In the beginning, I had a similar-looking pipeline, making a product every 8 cycles with the same latency as this solution. I had planned to make another pipeline to take it to one product per 4 cycles, with 4 cycles at the start to prepare the singular missing atoms in the product.

I tried for a few hours, trying to make the second pipeline. Then I realized I had the timing wrong and it wouldn't work. So I switched to making the single pipeline twice as fast. 

After a few hours, I concluded it was impossible to take consecutive inputs and turn them into the product (with one atom sourced from a buffer) with this latency. So I was back to making a two-pipeline solution. After many more hours, I gave up and uninstalled Opus Magnum because it was eating too much of my time.

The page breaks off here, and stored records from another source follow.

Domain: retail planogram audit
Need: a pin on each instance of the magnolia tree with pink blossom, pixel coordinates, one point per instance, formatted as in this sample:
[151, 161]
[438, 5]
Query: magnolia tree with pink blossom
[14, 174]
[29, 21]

But I couldn't sleep and I thought up a new way to approach this puzzle: A new single pipeline, still with the same rate and same latency from taking the core atoms. But now it would take the auxiliary atoms 6 cycles before the core ones. This means the auxiliary inputs would be grabbed on cycles 1, 5, 9, 13, 17, and 21 whilst the core ones on 7, 11, 15, 19, 23, and 27. 27 +  latency 5 = 32 cycles. 

However, now I can't take the inputs on cycles 1 and 3 as a buffer to fill the missing single atoms, I'll have to use cycles 3 and 25. The atoms from 25 would have only a few cycles to catch up to the product from cycles 21 and 27, but it would be possible if I delayed the output of product 5 just a bit.

The next day, armed with a new battle plan, I constructed this solution in only about 5 hours. Indeed, it was possible. A few tweaks were then done over the next day to reduce secondary. 

I feel like this plan for inputs is the only way to achieve 32 cycles, except for some special tactics at the start. It seems almost intentional. I am also excited to see how the others prove me wrong!